2.2.2.4. Le stock carboné

Les différences de stock carboné entre les deux catégories de profils sont relativement importantes (Tableau 17): les secteurs sous couvert possèdent un stock carboné 2,3 fois plus élevé que les secteurs hors couvert, représentant une différence de 29 t/ha.

Surface (ha)

Carbone organique Sous couvert (t/ha)

Carbone organique Hors couvert (t/ha)

Carbone organique Total (t/ha)

Recouvrement par le Thurifère: 10% 819 62 (3,9) 27 (0,7) 31 (0,7)

Recouvrement par le Thurifère: 23% 1088 42 (2,3) 16 (0,5) 22 (0,6)

Recouvrement par le Thurifère: 29% 260 50 (3,4) 27 (0,7) 34 (1,1)

Recouvrement par le Thurifère: 76% 17 89 (6,1) 34 (0,8) 76 (4,7)

Thuriféraie totale 51 (3,0) 22 (0,6) 27 (0,8)

() écart type

Tableau 17: Stock carboné souterrain de la Thuriféraie

En l'absence de xérophytes et de plantes herbacées sous la couronne des arbres, cet enrichissement en carbone organique des niveaux superficiels (surtout sensible dans les 15 premiers centimètres), peut être principalement attribué à la présence du Thurifère.

De ces résultats, il ressort donc que la Thuriféraie de la vallée de l'Azzaden, avec une surface de 2184 ha, fixe au total environ 59 000 tonnes de carbone organique souterrain, soit une moyenne de 27 T/ha. Si l'on rapproche ces résultats de ceux obtenus par Dobremez (1979) sur les sols Himalayens dans une formation forestière du Subalpin supérieur sec (environ 70 t/ha), il apparaît que le stock carboné de cette Thuriféraie est faible. Les résultats obtenus par McDaniel & Graham (1992) sur des formations arborée semi-arides (Pins-Genévriers) du nord-ouest des États-Unis, selon lesquels hors couvert le stock carboné varie de 62 à 168 t/ha, alors que sous le couvert des arbres il varie de 591 à 594 t/ha, vont dans le même sens.

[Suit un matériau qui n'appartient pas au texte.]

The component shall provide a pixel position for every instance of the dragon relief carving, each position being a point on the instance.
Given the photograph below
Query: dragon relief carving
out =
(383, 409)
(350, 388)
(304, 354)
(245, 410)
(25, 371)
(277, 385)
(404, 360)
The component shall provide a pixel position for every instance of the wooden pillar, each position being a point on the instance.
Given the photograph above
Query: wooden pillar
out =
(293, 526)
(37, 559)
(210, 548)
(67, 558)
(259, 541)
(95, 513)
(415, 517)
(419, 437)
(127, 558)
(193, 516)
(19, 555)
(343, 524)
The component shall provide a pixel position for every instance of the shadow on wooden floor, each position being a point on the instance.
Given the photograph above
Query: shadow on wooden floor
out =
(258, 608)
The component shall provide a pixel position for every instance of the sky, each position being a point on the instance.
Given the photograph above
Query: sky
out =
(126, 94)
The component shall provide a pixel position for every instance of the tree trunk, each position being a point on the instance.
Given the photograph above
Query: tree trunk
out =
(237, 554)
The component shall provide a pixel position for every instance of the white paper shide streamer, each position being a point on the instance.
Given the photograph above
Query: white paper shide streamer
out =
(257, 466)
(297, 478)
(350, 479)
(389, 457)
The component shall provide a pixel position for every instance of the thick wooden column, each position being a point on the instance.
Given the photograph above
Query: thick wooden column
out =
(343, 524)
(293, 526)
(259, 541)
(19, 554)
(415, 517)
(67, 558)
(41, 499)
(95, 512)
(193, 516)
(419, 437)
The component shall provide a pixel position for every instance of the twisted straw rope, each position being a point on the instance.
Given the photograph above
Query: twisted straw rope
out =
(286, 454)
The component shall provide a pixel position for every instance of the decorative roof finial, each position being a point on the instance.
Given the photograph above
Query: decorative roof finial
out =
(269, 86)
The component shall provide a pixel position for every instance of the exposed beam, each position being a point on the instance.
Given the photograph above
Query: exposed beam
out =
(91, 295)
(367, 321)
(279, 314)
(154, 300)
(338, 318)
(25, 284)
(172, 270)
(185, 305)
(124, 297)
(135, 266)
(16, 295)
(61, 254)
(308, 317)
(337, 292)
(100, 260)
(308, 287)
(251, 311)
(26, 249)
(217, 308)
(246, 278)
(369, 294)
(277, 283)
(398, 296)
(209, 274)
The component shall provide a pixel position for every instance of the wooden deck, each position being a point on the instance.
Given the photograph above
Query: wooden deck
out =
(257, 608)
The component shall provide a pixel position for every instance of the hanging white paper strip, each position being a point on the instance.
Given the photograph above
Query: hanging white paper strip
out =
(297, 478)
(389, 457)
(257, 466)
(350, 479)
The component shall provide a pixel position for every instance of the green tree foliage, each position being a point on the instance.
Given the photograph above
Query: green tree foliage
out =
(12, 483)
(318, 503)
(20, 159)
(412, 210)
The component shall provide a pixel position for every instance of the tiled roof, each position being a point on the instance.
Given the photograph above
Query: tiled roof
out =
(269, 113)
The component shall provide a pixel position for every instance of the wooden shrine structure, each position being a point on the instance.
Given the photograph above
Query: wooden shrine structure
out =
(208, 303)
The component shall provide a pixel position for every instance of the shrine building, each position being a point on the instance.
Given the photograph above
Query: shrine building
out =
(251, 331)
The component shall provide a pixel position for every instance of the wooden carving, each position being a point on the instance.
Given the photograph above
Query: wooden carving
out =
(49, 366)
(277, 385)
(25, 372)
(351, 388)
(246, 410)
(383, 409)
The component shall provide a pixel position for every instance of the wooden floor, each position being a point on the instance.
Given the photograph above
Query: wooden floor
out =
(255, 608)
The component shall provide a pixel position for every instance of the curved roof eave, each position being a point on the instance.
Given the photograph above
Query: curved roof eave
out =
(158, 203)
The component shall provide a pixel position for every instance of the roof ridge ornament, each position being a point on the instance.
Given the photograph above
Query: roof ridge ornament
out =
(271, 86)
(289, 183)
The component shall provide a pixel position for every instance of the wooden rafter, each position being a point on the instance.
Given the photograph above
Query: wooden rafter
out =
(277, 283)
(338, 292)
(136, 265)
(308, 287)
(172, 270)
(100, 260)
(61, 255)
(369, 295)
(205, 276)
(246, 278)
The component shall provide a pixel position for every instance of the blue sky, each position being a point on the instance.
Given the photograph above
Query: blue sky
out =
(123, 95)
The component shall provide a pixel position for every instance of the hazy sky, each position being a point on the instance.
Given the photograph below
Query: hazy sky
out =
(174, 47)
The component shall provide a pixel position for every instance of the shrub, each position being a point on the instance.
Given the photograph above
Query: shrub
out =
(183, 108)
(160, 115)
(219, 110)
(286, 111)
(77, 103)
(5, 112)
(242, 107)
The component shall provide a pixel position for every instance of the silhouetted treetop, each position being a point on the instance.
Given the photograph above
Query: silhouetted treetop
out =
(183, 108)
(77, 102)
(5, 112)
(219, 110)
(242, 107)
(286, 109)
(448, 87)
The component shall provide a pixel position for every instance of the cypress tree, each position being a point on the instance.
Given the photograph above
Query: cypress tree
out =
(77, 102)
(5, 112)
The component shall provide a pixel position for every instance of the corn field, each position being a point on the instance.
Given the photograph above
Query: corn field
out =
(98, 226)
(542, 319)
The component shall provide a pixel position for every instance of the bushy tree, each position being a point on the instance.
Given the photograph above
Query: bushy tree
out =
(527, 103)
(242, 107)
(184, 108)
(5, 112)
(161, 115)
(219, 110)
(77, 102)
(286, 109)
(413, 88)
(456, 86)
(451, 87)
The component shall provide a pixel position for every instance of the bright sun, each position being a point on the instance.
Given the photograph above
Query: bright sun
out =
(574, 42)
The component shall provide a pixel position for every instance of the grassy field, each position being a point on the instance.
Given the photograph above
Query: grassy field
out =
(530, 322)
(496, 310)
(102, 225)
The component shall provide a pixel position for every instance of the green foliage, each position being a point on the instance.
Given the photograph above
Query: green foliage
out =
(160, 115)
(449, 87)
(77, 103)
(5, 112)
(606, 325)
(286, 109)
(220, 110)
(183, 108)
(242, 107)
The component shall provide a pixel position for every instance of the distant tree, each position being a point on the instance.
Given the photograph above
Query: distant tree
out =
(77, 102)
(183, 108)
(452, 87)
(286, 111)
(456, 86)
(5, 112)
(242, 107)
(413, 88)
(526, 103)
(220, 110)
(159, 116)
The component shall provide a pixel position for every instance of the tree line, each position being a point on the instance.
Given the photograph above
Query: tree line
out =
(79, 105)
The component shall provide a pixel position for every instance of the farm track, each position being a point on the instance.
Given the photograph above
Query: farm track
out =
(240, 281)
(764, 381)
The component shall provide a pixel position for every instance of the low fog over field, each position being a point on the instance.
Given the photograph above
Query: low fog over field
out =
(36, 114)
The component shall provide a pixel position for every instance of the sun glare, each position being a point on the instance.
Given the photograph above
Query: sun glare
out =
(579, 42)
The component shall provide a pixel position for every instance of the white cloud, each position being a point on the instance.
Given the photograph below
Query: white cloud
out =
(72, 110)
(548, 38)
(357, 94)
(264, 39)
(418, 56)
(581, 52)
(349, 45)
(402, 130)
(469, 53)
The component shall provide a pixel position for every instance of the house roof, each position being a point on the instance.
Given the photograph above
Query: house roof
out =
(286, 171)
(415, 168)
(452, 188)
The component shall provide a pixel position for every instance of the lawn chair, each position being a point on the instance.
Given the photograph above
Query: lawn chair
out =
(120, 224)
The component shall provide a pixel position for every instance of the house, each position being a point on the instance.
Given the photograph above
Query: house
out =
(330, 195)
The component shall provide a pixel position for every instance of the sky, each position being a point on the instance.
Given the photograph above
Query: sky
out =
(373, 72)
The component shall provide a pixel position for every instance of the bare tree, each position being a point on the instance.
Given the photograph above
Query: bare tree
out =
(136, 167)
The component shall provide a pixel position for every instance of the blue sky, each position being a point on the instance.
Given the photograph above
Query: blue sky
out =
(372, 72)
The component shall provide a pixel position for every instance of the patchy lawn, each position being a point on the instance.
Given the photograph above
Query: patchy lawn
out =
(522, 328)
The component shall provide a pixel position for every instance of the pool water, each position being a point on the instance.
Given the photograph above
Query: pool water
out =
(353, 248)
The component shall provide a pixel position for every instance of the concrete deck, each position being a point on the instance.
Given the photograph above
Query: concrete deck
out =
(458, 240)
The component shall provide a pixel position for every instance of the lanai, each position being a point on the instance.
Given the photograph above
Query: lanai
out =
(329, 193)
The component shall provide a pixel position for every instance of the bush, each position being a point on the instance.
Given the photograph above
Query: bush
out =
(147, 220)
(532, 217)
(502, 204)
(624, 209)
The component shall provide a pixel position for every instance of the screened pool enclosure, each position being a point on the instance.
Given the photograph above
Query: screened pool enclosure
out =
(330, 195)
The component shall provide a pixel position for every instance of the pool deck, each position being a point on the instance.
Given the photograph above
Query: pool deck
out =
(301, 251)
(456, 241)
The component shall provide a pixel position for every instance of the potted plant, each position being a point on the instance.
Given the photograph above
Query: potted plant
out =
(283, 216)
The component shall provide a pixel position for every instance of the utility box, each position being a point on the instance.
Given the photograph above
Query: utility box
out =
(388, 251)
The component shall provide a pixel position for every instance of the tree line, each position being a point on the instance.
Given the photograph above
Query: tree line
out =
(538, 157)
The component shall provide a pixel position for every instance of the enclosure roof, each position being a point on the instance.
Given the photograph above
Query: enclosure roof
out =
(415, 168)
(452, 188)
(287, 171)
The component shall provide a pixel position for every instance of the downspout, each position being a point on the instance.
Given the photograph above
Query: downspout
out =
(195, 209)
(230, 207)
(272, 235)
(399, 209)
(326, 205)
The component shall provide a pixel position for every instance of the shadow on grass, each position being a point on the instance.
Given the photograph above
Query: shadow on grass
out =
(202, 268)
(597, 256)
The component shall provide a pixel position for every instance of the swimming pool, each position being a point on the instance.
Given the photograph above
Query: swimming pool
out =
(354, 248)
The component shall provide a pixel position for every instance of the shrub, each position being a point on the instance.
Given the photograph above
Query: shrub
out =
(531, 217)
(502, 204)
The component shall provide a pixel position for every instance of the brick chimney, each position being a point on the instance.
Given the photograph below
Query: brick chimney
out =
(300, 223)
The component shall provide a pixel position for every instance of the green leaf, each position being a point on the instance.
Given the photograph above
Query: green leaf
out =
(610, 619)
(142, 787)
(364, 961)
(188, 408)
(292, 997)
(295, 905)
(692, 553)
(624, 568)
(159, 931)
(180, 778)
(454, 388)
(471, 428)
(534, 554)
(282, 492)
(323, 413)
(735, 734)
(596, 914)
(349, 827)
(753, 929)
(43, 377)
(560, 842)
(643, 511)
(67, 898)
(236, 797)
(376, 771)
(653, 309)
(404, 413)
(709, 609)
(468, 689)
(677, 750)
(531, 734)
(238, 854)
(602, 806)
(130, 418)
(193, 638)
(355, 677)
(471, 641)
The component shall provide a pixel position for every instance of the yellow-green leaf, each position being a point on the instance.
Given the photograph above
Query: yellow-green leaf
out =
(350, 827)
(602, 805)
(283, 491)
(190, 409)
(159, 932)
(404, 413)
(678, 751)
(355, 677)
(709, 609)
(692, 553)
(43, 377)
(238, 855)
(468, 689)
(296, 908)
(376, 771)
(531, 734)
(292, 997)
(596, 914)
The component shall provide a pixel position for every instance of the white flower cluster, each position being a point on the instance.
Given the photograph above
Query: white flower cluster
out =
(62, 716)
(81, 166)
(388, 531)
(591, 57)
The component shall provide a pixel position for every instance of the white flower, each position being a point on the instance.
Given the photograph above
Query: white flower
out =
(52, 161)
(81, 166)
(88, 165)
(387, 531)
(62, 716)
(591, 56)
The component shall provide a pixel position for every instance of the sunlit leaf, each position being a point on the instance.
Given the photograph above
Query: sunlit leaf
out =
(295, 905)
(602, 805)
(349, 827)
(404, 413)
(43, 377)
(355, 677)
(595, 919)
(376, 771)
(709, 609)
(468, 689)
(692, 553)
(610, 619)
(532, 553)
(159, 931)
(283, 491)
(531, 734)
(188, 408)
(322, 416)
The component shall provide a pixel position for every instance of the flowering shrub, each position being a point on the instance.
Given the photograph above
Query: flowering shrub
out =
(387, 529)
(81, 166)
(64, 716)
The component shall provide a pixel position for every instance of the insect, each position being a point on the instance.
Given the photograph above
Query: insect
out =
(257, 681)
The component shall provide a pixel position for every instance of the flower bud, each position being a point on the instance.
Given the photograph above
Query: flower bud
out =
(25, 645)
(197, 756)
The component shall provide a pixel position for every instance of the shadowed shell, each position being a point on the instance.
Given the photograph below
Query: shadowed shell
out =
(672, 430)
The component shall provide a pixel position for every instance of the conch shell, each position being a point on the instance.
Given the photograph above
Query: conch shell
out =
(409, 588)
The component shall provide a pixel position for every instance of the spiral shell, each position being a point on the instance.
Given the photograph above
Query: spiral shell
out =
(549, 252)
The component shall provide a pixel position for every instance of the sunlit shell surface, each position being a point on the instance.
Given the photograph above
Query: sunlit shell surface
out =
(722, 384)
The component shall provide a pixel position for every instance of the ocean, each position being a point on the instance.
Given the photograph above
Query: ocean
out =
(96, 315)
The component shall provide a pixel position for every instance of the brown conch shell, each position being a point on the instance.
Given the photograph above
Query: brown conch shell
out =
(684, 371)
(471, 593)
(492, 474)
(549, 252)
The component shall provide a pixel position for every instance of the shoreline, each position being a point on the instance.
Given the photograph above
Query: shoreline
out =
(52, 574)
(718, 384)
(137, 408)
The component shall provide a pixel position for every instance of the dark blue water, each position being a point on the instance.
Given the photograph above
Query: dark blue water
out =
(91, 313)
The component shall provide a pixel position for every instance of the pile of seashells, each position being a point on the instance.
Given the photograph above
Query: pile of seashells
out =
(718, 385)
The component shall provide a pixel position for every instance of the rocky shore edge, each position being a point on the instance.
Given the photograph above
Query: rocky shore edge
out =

Le stock carboné de ce milieu apparaît donc faible comparé à des milieu écologiquement ou structurellement similaires, ce que confirment les travaux de Zinke et al. (1984) qui synthétisent les données obtenues pour les différents écosystèmes terrestres par divers auteurs, et avancent pour les écosystèmes méditerranéens arborés, arbustifs, ou de savane, un stock carboné moyen de 75 t/ha. Selon ces auteurs, le stock carboné que nous avons obtenu

pour la vallée de l'Azzaden situerait cet écosystème méditerranéen d'altitude au même niveau que les "déserts arbustifs".

2.2.3. Conclusion

La comparaison des densités apparentes du sol et de la terre fine entre les différents profils révèle une augmentation de la densité apparente selon un gradient vertical (de la surface vers les horizons profonds) en liaison avec une baisse du pourcentage de terre fine, et horizontal (des secteurs sous couvert vers les secteurs hors couvert). Cette différence entre profils sous couvert et hors couvert résulte principalement de l'absence d'horizon humifère dans ces derniers, suite au décapage des horizons de surface dans les zones non protégées par la couronne des arbres. Les conséquences de cette érosion du manteau humifère sont tout d'abord sensibles au niveau du pH. En effet, bien que le substrat soit acide, le pH mesuré sous le houppier des Thurifères est toujours supérieur à 7, même en profondeur. L'arbre génère donc sous son couvert un microédaphisme particulièrement visible lors de l'étude du carbone organique.

Sous couvert, nous avons enregistré des pourcentages de carbone dans les horizons superficiels, quatre à sept fois plus élevés que dans les profils réalisés entre les arbres. En outre, la diminution des taux de carbone organique avec la profondeur est très marquée (passage de 4 à 0,2%), traduisant un état "d'équilibre" ou biostasie, que l'on ne retrouve pas dans les profils hors couvert, pour lesquels on observe une répartition homogène du carbone organique sur tout le profil. Cet isohumisme que certains auteurs attribuent au brassage des niveaux superficiels (Baudière & Serve, 1971; Fromard, 1978; Gauquelin & Baudière, 1981; Gauquelin, 1988) révèle une instabilité (rhexistasie) qui s'explique aux hautes altitudes par l'intensité des phénomènes périglaciaires (gélifluxion et cryoturbation), et aux altitudes plus basses par l'érosion éolienne, le ruissellement et le piétinement des troupeaux, phénomènes favorisés par la diminution de la couverture végétale.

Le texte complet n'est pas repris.